In contrast to the announcement made just yesterday by the Governor of the Bank of Spain, José Luis Escrivá, who hinted at a downward revision of their forecasts after having recently improved their estimates to 2.7%, the AIReF has chosen to keep theirs unchanged, both in macroeconomic and fiscal terms, without leaning towards a worsening of the central scenario at this time.
"We do not modify our growth forecast for 2025 compared to what we had in January," stated Esther Gordo, Director of the Economic Analysis Division of the AIReF, at a press conference this morning. She explained that they made this decision based on two factors. First, the uncertainty about the outcome of this trade war. "Yesterday's decisions could radically change any impact estimate", she said in reference to Trump's unexpected turn activating a three-month truce on reciprocal tariffs worldwide, maintaining a universal rate of 10%, with the exception of China, which saw its punishment increased to 125%.
"Given the uncertainty about the outcome, it is complex to incorporate it into a macroeconomic scenario," Gordo emphasized. The other factor complicating the forecasting process is the absence of impact estimates of the trade war by international organizations, as initially the ECB calculated a 0.2-point decline at the European level, but that projection has become obsolete with the latest decisions by the Trump administration.
Thus, the AIReF is refraining, for now, from revising its forecasts for the Spanish economy, although they are cautious due to the potential half-point impact that will largely depend on how long the uncertainty persists in a "complex and, above all, changing" environment, as defined by the head of economic analysis, who announced a review of the figures after Easter "with a medium-term perspective".
Despite this, the Fiscal Authority warns that "the downside risks around this growth scenario are high," especially because "uncertainty is reflected in a stock market decline that could hinder investment recovery." Furthermore, the increase in tariffs is fueling expectations of a recession in the US, which could lead to a "fragmentation of trade relations" with a significant impact on value chains. Nevertheless, they point out that imposing tariffs on China could potentially have a positive impact on the Spanish and European economies in terms of inflation due to the reduced presence of Chinese products in US markets and the redirection of those exports to European markets.
Regarding the projected deficit for public administrations, the AIReF has also chosen to maintain its calculations from last November. Specifically, they anticipate the total deficit to reach 2.7%, taking into account the impact of the DANA (without this impact, it would be 2.4%). The Fiscal Authority estimates that the measures to mitigate the effects of the floods in 2024 amounted to four tenths of GDP, in addition to another three tenths this year.
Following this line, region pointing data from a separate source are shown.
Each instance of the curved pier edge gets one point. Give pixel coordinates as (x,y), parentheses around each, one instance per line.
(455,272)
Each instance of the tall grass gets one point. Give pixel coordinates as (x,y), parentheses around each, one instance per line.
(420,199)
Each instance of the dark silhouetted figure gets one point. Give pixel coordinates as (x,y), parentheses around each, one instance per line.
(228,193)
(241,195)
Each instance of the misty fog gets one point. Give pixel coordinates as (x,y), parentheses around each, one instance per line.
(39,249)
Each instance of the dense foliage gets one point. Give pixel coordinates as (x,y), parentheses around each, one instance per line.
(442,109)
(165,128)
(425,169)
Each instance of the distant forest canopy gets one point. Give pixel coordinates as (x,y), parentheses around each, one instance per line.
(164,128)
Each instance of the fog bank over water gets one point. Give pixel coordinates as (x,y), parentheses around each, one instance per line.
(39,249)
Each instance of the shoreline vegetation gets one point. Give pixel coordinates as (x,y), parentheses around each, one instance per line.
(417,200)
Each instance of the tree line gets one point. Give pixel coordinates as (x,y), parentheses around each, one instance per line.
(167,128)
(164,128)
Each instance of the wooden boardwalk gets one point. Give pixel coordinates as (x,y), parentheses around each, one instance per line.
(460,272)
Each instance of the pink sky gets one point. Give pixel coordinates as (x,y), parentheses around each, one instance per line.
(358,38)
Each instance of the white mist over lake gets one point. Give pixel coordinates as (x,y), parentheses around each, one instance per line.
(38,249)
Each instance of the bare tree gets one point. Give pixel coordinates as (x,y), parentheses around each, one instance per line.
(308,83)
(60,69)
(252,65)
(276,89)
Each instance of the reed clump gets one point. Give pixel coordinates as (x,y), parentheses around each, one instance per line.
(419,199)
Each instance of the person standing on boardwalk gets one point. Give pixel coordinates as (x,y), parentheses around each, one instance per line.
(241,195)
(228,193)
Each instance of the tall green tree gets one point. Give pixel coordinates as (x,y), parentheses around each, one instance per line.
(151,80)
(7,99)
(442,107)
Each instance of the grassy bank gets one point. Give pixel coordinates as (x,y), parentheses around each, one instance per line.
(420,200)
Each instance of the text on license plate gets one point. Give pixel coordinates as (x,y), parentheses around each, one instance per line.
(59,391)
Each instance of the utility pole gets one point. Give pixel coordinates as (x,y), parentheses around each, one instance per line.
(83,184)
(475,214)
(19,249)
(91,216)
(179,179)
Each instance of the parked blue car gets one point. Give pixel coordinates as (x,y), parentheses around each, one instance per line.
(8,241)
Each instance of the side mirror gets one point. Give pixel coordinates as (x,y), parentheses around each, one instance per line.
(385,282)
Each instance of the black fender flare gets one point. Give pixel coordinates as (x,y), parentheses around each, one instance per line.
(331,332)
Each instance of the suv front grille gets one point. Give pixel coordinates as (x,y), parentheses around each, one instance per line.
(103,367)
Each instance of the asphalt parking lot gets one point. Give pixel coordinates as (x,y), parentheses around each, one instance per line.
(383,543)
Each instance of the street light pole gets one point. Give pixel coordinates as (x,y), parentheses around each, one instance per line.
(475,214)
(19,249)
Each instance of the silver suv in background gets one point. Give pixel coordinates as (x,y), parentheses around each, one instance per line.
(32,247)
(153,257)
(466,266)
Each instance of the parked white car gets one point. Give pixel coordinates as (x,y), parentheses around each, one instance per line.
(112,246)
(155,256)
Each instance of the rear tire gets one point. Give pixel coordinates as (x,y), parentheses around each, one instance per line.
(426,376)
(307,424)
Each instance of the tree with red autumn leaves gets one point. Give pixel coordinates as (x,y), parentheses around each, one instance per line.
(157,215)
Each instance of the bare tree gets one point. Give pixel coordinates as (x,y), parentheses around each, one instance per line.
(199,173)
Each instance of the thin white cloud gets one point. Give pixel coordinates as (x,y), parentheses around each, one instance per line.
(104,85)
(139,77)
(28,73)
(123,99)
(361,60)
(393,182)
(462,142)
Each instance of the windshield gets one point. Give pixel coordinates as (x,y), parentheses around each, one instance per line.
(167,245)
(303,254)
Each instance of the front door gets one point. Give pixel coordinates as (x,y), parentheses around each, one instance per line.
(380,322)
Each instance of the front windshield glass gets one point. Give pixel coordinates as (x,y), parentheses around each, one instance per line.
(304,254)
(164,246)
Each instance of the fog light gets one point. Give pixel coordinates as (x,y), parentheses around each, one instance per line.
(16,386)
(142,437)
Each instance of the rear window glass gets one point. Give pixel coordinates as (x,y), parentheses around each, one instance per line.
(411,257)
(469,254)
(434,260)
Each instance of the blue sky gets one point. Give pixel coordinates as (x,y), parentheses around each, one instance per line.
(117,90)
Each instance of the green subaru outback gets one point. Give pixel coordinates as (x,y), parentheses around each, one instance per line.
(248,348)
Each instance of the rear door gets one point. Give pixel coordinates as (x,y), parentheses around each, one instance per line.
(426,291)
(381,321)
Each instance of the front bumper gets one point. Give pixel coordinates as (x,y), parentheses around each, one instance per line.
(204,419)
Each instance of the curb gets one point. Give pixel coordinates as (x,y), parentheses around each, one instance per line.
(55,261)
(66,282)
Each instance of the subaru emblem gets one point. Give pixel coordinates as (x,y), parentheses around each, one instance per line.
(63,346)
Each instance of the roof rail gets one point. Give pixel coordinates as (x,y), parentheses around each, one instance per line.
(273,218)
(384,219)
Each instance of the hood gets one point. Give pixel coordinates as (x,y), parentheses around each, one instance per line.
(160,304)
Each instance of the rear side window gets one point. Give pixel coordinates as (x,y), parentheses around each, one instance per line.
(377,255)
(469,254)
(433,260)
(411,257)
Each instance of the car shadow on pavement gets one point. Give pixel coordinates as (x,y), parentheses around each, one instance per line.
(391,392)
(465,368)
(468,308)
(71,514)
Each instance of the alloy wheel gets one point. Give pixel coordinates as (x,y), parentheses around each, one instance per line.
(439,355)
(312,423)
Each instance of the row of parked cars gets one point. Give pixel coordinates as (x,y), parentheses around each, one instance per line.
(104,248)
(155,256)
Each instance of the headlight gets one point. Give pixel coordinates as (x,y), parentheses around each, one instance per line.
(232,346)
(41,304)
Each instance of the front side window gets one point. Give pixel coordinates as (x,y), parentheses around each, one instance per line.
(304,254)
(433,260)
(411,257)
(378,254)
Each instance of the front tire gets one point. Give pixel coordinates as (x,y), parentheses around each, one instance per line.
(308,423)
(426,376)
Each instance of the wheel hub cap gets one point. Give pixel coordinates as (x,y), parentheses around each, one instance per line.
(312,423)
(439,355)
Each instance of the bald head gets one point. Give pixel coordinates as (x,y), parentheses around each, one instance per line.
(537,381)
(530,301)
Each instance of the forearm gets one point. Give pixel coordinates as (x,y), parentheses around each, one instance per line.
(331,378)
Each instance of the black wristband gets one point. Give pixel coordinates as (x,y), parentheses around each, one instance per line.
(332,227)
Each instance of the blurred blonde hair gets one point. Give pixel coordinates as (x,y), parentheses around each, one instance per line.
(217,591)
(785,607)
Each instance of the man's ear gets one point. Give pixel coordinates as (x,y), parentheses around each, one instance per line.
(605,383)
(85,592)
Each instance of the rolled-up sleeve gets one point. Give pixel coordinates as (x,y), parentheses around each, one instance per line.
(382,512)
A total of seven tenths are considered when making these projections, as well as the changes made by the Government in tax and public spending policies and the gradual withdrawal of measures to mitigate the inflation crisis.
By subsectors, the AIReF's macroeconomic outlook shows a deficit of 2.2% in the Central Administration, representing an increase of two tenths compared to the previous forecast. For Social Security, the deficit increases by one tenth, reaching 0.3% of GDP. In the Autonomous Communities, the deficit will rise to 0.5%, one tenth less than previously estimated. And in the case of Local Corporations, they will end 2025 with a surplus of 0.3%, improving by three tenths compared to the previous report.
The updated forecasts also include a path for public debt. The AIReF anticipates a decrease in the debt-to-GDP ratio by one point this year, to 100.8%. Thus, the pace of debt reduction will slow significantly, from 3.3 points to just one point.
Given this macroeconomic scenario, the Fiscal Authority recommends to the Ministry of Finance to "monitor budget execution and establish the necessary coordination mechanisms to ensure compliance with the national and European spending rule," as the forecast is for net primary spending (the new key variable following the entry into force of the European fiscal framework) to grow by 4.6% in 2025, nine tenths above the spending commitment of the Medium-Term Structural Fiscal Plan (PFEMP) and at the limit of the annual deviation allowed by European authorities. All this, considering that the European Commission has allowed Member States to request activation of the national escape clause, in order to exclude the increase in defense spending of up to 1.5% of GDP from the 2023 level.